AI winters. I get the impression another one is coming, and I can feel it's going to be a cold one. But in 10 years, LLMs will be in a lot of stuff, like with every other AI winter. A lot of stuff ... but a lot less than CEOs are declaring it will be in today.


Luckily for us, technologies like SQL made similar promises (for more limited domains) and C suites couldn't be bothered to learn that stuff either.

Ultimately they are mostly just clueless, so we will either end up with legions of way shittier companies than we have today (because we let them get away with offloading a bunch of work to tools they rms int understand and accepting low quality output) or we will eventually realize the continued importance of human expertise.


There are plenty of good tasks left, but they're often one-off/internal tooling.

Last one at work: "Hey, here are the symptoms for a bug, they appeared in <release XYZ> - go figure out the CL range and which 10 CLs I should inspect first to see if they're the cause"

(Well suited to AI, because worst case I've looked at 10 CLs in vain, and best case it saved me from manually scanning through several 1000 CLs - the EV is net positive)

It works for code generation as well, but not in a "just do my job" way, more in a "find which haystack the needle is in, and what the rough shape of the new needle is". Blind vibecoding is a non-starter. But... it's a non-starter for greenfields too, it's just that the FO of FAFO is a bit more delayed.


My internal mnemonic for targeting AI correctly is 'It's easier to change a problem into something AI is good at, than it is to change AI into something that fits every problem.'

But unfortunately the nuances in the former require understanding strengths and weaknesses of current AI systems, which is a conversation the industry doesn't want to have while it's still riding the froth of a hype cycle.

Aka 'any current weaknesses in AI systems are just temporary growing pains before an AGI future'


> 'any current weaknesses in AI systems are just temporary growing pains before an AGI future'

I see we've met the same product people :)

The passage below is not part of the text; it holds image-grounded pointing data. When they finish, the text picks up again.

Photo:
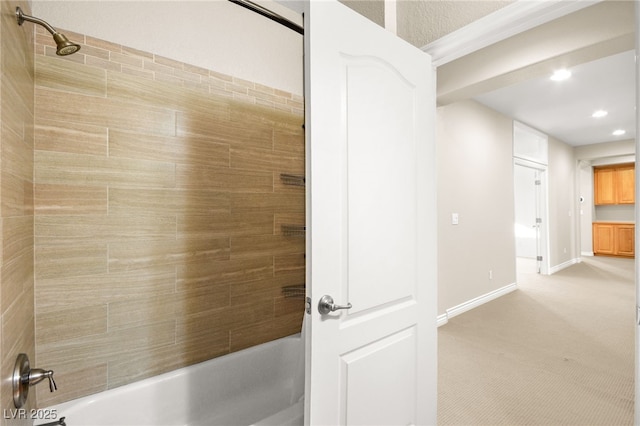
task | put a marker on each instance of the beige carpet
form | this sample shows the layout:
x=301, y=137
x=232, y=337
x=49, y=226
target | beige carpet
x=557, y=351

I had a VP of a revenue cycle team tell me that his expectation was that they could fling their spreadsheets and Word docs on how to do calculations at an AI powered vendor, and AI would be able to (and I direct quote) "just figure it all out."

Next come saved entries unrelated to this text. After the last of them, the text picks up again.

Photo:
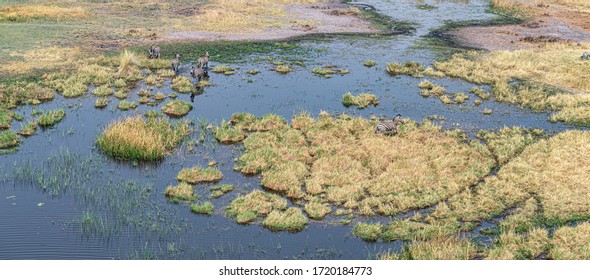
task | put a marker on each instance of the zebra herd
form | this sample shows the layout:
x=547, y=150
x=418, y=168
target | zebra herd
x=201, y=73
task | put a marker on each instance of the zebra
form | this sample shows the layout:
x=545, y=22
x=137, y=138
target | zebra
x=154, y=52
x=204, y=61
x=198, y=73
x=389, y=127
x=175, y=63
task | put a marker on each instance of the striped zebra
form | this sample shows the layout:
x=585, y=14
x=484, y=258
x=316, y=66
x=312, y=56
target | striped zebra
x=389, y=127
x=175, y=63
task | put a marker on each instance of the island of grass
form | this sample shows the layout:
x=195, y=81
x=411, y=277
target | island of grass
x=180, y=192
x=138, y=138
x=177, y=108
x=360, y=101
x=50, y=118
x=198, y=174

That's when I realized how far down the rabbit hole marketing to non-technical folks on this was.


I think it’s a fair point that google has more stakeholders with a serious investment in some flubbed AI generated code not tanking their share value, but I’m not sure the rest of it is all that different from what engineer at $SOME_STARTUP does after the first ~8monthes the company is around. Maybe some folks throwing shit at a wall to find PMF are really getting a lot out of this, but most of us are maintaining and augmenting something we don’t want to break.

Yeah but Google won’t expect you to use AI tools developed outside Google and trained on primarily OSS code. It would expect you to use the Google internal AI tools trained on google3, no?